Zwei Drittel gaben in einer von dimap durchgeführten Umfrage an, sich nicht genügend um die Menschen kümmern zu können, wie das Vorstandsmitglied der Ärztegewerkschaft Marburger Bund in Baden-Württemberg, Matthias Fabian, am Donnerstag in Stuttgart mitteilte. Demnach meinen zudem 9 von 10 angestellten Ärzten, dass die gesundheitliche Versorgung der Patienten besser wäre, wenn sie mehr Zeit für ihre Patienten hätten. Die Baden-Württembergische Krankenhausgesellschaft (BWKG) hielt dem entgegen, die Situation sei besser als dargestellt - die ärztliche Versorgung sei im Südwesten besser als im Bundesdurchschnitt.
Der Landeschef des Marburger Bundes, Frank Reuther, kritisierte, es stünden oft nicht der Patient, sondern wirtschaftliche Erwägungen im Mittelpunkt.
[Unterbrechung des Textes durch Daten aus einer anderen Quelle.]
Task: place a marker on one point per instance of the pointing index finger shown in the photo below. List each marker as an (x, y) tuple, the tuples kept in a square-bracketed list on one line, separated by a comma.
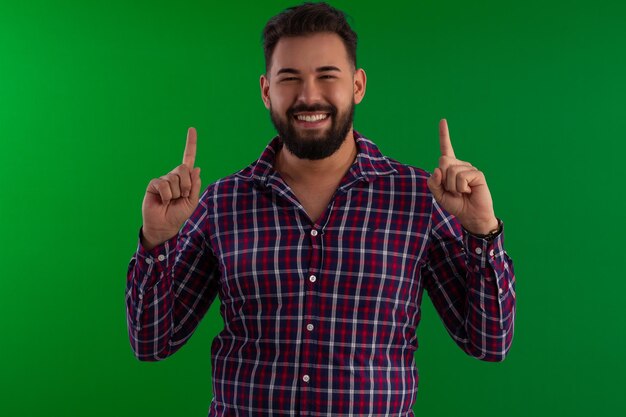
[(189, 157), (444, 139)]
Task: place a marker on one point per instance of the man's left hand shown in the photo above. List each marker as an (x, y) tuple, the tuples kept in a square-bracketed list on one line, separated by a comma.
[(461, 189)]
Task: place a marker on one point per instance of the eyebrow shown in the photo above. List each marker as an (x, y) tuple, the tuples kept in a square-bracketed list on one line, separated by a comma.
[(319, 69)]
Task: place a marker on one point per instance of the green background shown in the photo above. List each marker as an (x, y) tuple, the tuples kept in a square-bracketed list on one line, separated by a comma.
[(95, 100)]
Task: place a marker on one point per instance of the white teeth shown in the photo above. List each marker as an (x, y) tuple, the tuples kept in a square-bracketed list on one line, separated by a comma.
[(311, 118)]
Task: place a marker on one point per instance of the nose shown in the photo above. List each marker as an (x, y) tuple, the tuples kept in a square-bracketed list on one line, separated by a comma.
[(309, 92)]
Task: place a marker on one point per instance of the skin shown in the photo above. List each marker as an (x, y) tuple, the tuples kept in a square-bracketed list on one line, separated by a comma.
[(309, 70)]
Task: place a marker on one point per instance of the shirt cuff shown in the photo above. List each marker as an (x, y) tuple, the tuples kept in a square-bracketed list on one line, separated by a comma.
[(157, 259)]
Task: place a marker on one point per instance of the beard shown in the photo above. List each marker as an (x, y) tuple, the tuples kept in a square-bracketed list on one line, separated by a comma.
[(313, 145)]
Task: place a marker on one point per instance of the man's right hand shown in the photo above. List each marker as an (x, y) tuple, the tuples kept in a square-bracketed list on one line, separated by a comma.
[(170, 199)]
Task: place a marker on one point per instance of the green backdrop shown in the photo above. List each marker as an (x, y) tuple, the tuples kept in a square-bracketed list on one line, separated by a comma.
[(95, 99)]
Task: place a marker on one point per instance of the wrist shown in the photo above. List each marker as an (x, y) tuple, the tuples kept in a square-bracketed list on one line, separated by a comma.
[(151, 240), (483, 228)]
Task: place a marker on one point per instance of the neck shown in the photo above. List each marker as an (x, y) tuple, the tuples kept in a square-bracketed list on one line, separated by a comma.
[(299, 170)]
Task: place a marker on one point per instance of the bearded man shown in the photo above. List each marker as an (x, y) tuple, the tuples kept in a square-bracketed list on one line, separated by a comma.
[(320, 251)]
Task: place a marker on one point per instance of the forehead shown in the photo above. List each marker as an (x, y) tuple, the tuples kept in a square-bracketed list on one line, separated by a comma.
[(306, 53)]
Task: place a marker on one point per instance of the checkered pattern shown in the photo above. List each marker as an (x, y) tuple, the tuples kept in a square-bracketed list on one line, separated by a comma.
[(320, 318)]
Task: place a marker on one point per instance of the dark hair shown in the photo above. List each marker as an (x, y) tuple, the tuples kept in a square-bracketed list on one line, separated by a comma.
[(306, 19)]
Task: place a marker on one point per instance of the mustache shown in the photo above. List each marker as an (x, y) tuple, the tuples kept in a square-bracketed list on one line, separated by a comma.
[(298, 108)]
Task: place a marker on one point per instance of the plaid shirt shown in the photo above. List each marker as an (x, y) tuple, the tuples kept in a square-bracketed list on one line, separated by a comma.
[(320, 318)]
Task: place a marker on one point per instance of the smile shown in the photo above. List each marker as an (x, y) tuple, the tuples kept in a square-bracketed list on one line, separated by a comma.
[(316, 117)]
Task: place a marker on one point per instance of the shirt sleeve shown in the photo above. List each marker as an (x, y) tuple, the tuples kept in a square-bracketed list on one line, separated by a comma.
[(169, 289), (471, 283)]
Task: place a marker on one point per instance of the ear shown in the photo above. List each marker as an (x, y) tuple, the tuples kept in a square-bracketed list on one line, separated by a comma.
[(265, 91), (360, 81)]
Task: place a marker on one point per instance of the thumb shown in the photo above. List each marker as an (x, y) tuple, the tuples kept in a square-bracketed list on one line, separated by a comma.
[(435, 184), (196, 184)]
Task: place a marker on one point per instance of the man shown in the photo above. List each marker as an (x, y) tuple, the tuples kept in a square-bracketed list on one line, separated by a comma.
[(320, 250)]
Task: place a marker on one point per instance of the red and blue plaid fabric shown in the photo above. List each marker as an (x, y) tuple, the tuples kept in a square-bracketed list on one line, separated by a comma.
[(320, 318)]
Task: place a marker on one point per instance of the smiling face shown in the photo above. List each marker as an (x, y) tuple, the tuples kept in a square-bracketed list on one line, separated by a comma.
[(311, 89)]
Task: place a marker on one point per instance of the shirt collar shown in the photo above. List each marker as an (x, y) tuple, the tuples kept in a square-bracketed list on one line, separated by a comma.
[(370, 162)]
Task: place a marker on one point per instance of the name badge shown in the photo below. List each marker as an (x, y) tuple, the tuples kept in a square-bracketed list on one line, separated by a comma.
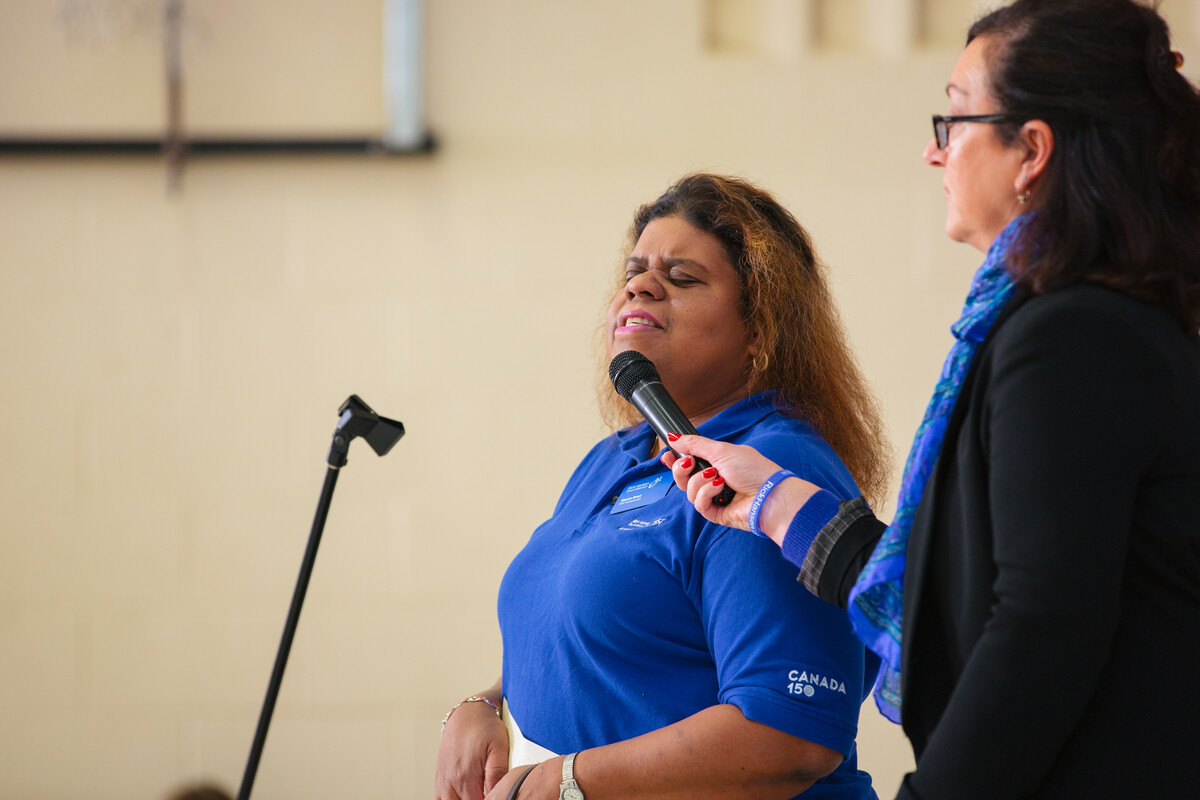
[(643, 492)]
Die Gewerkschaft könne bei ihren Mitgliedern mit Tarifsteigerungen nicht punkten, weil die Bezahlung der Ärzte nicht das Problem sei. "Das Problem ist die Work-Life-Balance, das Gefühl, auszubrennen im Krankenhaus, weil man die Versorgungsleistung am Patienten, die man erbringen will, nicht mehr vollständig schafft." Unter Work-Life-Balance versteht man ein gesundes Verhältnis zwischen Berufs- und Privatleben. «Das haben die Arbeitgeber noch nicht begriffen, dass man letztendlich nur dann gute Medizin machen kann, wenn ausreichend Zeit vorhanden ist», sagte Reuther.
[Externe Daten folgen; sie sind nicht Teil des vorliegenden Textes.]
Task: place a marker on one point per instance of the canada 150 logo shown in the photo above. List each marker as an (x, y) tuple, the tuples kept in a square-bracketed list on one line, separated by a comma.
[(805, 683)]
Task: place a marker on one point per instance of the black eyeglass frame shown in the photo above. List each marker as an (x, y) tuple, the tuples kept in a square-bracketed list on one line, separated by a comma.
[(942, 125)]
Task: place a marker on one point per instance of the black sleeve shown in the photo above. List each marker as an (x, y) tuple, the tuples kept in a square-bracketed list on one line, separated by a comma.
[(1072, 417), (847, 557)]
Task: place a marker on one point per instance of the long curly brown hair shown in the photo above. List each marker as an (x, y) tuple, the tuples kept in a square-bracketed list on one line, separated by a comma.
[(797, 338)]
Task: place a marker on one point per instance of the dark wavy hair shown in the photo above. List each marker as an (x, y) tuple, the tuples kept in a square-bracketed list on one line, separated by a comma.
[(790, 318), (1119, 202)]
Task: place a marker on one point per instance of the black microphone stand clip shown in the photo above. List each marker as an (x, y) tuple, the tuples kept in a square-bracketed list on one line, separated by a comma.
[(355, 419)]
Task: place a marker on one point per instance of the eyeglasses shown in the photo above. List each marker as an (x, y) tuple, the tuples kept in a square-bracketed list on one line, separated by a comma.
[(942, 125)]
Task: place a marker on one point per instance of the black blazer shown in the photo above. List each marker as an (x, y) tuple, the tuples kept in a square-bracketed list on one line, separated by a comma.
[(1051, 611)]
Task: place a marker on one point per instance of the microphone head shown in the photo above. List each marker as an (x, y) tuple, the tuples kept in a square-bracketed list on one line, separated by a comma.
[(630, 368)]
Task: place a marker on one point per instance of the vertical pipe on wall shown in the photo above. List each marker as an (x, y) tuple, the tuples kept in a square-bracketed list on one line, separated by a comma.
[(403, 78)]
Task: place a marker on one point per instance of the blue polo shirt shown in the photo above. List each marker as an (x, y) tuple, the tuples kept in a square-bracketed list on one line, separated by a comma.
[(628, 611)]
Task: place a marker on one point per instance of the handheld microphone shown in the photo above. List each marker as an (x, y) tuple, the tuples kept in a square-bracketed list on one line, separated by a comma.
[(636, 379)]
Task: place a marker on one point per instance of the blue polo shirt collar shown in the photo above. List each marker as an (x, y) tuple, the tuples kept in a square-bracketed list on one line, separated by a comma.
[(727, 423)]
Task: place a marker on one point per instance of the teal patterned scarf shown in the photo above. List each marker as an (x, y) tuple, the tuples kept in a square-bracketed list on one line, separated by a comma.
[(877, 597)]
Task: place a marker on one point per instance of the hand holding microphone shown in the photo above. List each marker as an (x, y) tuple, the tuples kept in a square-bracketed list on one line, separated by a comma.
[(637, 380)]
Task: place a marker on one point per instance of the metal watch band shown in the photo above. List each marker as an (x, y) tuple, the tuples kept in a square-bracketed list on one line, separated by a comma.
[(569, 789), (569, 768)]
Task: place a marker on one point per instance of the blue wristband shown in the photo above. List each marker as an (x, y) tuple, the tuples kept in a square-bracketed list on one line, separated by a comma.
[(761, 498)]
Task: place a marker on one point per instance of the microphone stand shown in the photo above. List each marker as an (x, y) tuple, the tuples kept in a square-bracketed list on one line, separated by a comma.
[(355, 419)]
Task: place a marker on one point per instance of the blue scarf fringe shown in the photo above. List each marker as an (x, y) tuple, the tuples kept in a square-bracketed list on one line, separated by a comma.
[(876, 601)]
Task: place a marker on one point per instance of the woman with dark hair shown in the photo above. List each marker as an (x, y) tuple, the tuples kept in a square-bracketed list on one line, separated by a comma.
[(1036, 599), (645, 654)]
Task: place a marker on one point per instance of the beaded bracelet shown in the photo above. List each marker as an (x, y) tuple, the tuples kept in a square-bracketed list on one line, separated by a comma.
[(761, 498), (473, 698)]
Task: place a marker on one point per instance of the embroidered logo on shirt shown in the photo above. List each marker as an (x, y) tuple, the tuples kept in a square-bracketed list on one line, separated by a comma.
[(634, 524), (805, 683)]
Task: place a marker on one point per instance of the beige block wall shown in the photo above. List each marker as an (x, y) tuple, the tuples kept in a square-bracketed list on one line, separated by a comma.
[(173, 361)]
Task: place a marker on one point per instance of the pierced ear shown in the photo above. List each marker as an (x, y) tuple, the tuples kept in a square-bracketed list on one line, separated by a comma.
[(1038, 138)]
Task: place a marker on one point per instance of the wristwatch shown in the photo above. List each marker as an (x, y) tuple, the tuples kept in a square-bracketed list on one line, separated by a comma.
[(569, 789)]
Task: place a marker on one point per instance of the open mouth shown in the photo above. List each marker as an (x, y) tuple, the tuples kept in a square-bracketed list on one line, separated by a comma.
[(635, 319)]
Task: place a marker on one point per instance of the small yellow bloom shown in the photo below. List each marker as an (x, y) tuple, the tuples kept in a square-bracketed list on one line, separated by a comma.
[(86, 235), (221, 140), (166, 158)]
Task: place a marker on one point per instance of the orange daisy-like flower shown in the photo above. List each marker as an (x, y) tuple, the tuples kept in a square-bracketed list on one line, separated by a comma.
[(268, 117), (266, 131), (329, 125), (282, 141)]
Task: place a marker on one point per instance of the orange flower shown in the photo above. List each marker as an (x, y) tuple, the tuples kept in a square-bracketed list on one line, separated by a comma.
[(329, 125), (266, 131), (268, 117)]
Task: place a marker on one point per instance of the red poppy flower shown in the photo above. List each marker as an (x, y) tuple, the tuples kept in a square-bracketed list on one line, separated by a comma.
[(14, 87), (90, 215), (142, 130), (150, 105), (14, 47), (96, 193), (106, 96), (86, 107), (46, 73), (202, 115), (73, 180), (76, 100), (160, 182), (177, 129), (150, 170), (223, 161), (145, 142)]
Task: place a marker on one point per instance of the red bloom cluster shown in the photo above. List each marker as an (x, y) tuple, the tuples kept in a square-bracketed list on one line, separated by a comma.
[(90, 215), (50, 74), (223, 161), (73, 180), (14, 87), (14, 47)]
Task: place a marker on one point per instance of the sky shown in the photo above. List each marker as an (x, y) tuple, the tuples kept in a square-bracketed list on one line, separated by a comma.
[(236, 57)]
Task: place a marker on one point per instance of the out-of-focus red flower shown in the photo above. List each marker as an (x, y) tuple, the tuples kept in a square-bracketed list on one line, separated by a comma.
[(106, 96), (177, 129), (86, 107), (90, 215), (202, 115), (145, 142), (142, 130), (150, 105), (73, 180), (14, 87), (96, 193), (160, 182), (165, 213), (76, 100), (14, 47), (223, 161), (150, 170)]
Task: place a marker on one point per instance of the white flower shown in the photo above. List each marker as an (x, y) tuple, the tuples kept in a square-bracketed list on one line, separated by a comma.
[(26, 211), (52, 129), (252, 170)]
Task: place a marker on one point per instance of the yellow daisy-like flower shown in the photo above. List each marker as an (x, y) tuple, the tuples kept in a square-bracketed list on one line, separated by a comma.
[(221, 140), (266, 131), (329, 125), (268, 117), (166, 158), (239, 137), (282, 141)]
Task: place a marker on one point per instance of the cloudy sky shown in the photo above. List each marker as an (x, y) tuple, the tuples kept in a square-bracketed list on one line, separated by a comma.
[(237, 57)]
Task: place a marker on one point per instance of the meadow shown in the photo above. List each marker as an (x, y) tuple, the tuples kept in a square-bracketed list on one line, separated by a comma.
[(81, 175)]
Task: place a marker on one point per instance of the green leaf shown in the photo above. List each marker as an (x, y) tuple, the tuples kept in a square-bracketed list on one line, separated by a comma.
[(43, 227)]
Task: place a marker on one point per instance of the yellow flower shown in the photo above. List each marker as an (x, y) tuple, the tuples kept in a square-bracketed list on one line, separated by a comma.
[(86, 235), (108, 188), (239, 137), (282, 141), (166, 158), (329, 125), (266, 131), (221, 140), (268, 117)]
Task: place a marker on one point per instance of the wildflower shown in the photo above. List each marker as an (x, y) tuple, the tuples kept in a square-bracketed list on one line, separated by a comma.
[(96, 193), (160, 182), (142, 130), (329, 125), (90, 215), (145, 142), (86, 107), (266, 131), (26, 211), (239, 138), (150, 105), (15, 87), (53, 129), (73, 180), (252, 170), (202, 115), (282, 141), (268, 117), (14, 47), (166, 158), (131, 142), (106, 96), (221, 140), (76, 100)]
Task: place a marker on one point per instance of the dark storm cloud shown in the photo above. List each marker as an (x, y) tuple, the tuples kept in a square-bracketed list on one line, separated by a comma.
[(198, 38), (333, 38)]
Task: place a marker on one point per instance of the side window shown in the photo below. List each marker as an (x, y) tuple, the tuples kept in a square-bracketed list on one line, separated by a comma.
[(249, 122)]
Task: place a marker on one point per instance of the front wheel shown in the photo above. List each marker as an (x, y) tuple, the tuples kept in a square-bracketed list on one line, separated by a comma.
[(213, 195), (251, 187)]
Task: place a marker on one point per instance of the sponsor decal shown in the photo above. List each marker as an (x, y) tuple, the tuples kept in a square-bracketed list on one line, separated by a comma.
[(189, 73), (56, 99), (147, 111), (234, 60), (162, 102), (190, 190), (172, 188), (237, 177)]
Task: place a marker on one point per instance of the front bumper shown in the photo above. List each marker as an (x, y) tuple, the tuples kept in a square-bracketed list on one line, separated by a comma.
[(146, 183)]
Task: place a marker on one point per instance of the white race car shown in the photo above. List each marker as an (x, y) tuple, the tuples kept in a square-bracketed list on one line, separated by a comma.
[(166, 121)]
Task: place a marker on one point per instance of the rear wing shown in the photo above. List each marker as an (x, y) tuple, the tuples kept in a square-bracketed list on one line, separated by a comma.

Wie Fabian erklärte, gilt zwar grundsätzlich eine Arbeitszeitgrenze von 48 Stunden in der Woche für angestellte Ärzte. "Aber diese Zahlen werden bei weitem überschritten, und niemand kümmert sich darum." Nach seiner Darstellung wird systematisch gegen das Arbeitszeitgesetz verstoßen. Um die Situation zu verbessern, fordert der Bund unter anderem mehr Studienplätze für angehende Mediziner und systematische Kontrollen der Aufsichtsbehörden, damit Verstöße gegen das Arbeitszeitgesetz erfasst und geahndet werden. Bislang gebe es nur anlassbezogene Überprüfungen nach konkreten Hinweisen, sagte Fabian. Eine steigende Zahl von Behandlungsfehlern wegen Überlastung sieht der Bund aber nicht. Das Problem sei ein anderes. Fabian: "Hier wird eine Art Fließbandmedizin gemacht - nach hohen Standards."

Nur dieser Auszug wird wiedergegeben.